Churchill talks of “the worst features of communism. ... No one has been a more consistent opponent of communism than I have for the last twenty-five years ... but all this fades away before the spectacle which is now unfolding ... the past with its crimes flashes away.” What is this past of Stalin’s which flashes away, and which Churchill and his brother American imperialists can forget so easily? First we must remark that Churchill is talking not only about the crimes of Stalin but of the “crimes” of Lenin and Trotsky also. The capitalist brigands make no distinction between Lenin and Stalin, unless it is to prefer Stalin. For Stalin’s crimes were not against England and the United States, but against the world working class. Stalin killed the revolution, wrecked the Bolshevik Party and enslaved the Russian proletariat. Surely the Anglo-American imperialists have no objection to this and of course this “past with its crimes ... flashes away.”
Sumner Welles for the United States echoed the Churchill politics: the “principles and doctrines of Communist dictatorship are as intolerable ... as are the principles and doctrines of Nazi dictatorship.” But, said Sumner Welles, “Hitler’s armies, are today, the chief danger to the Americas ...” The Times adds:
“If a man is unfortunate, enough to find himself in a field with a mad bull and the bull turns suddenly, on a terrier that has been following, at his heels, the man does not need to share the terrier ‘ideology’ in order to hope that the chase will be a long one and that the bull will break his neck.”
Thus the “democracies,” the imperialists, expose themselves to the gaze and scrutiny of the workers of the world. They sing hosannahs to Stalin because he has been forced to come to their aid. The thousands of Russian workers and peasants, betrayed by Stalin and who will fall before the advance of the Nazi war machine will die to save Anglo-American imperialism.
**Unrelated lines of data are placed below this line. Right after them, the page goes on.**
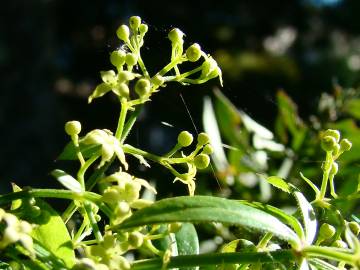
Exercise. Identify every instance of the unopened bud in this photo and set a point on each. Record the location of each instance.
(136, 239)
(73, 128)
(142, 87)
(328, 143)
(117, 58)
(123, 32)
(326, 231)
(345, 145)
(176, 36)
(333, 133)
(354, 227)
(174, 227)
(208, 149)
(143, 28)
(185, 138)
(203, 138)
(134, 22)
(334, 168)
(201, 161)
(158, 80)
(193, 53)
(131, 59)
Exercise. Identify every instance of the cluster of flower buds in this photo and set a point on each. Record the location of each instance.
(106, 255)
(330, 142)
(198, 159)
(109, 145)
(123, 194)
(15, 230)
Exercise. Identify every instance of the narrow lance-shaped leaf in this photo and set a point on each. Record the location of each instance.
(209, 209)
(187, 242)
(52, 233)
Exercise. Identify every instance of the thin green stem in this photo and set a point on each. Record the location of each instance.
(122, 118)
(171, 65)
(332, 185)
(130, 123)
(176, 148)
(79, 232)
(83, 169)
(264, 241)
(327, 168)
(216, 259)
(329, 253)
(75, 139)
(129, 149)
(71, 209)
(92, 220)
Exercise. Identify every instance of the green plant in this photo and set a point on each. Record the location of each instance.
(108, 222)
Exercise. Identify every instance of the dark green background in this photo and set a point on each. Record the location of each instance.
(51, 52)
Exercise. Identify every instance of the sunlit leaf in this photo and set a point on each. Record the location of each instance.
(187, 242)
(52, 234)
(87, 150)
(67, 180)
(209, 209)
(308, 216)
(278, 183)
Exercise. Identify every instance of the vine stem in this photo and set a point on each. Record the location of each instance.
(216, 259)
(327, 168)
(123, 111)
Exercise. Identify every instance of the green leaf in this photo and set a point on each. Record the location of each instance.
(308, 216)
(278, 183)
(52, 233)
(209, 209)
(353, 108)
(279, 214)
(67, 180)
(187, 242)
(87, 150)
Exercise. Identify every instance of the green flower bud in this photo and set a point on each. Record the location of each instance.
(176, 36)
(208, 67)
(334, 168)
(108, 77)
(193, 53)
(136, 239)
(123, 32)
(208, 149)
(123, 263)
(134, 22)
(333, 133)
(117, 58)
(345, 145)
(339, 244)
(326, 231)
(174, 227)
(131, 59)
(354, 227)
(72, 128)
(132, 191)
(143, 28)
(185, 138)
(125, 76)
(123, 208)
(158, 80)
(122, 90)
(203, 138)
(142, 87)
(328, 143)
(111, 195)
(201, 161)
These workers and peasants, sold out by the stupid and treacherous Stalinist bureaucracy, die today to give the Roosevelt-Churchill governments time to prepare the British and American workers for the same ghastly death tomorrow. “Long live the Russo-German war” sing the Anglo-American imperialists; “until winter, or nine weeks instead of six, or six weeks instead of three ...”
It is now time for the workers of the world and the colonial people to speak. The imperialist, monsters and jackals have had their say. They have spoken well and eloquently for their class and their class interests. All of them – Churchill and Hitler, the doddering Petain, the jackass Mussolini, the strikebreaker in the White House – have spoken. It is now time for the workers of Germany and Russia, England and the United States, Italy and France, to speak with all their tremendous force and might.
The working class in every country engaged in the war has a job to do: kick out its national ruling class; run the mines, mills, factories, railroads and banks. Establish a workers’ government in every country. Give independence to the colonial peoples. Build, the WORLD FEDERATION OF WORKERS’ GOVERNMENTS AND SOCIALIST REPUBLICS.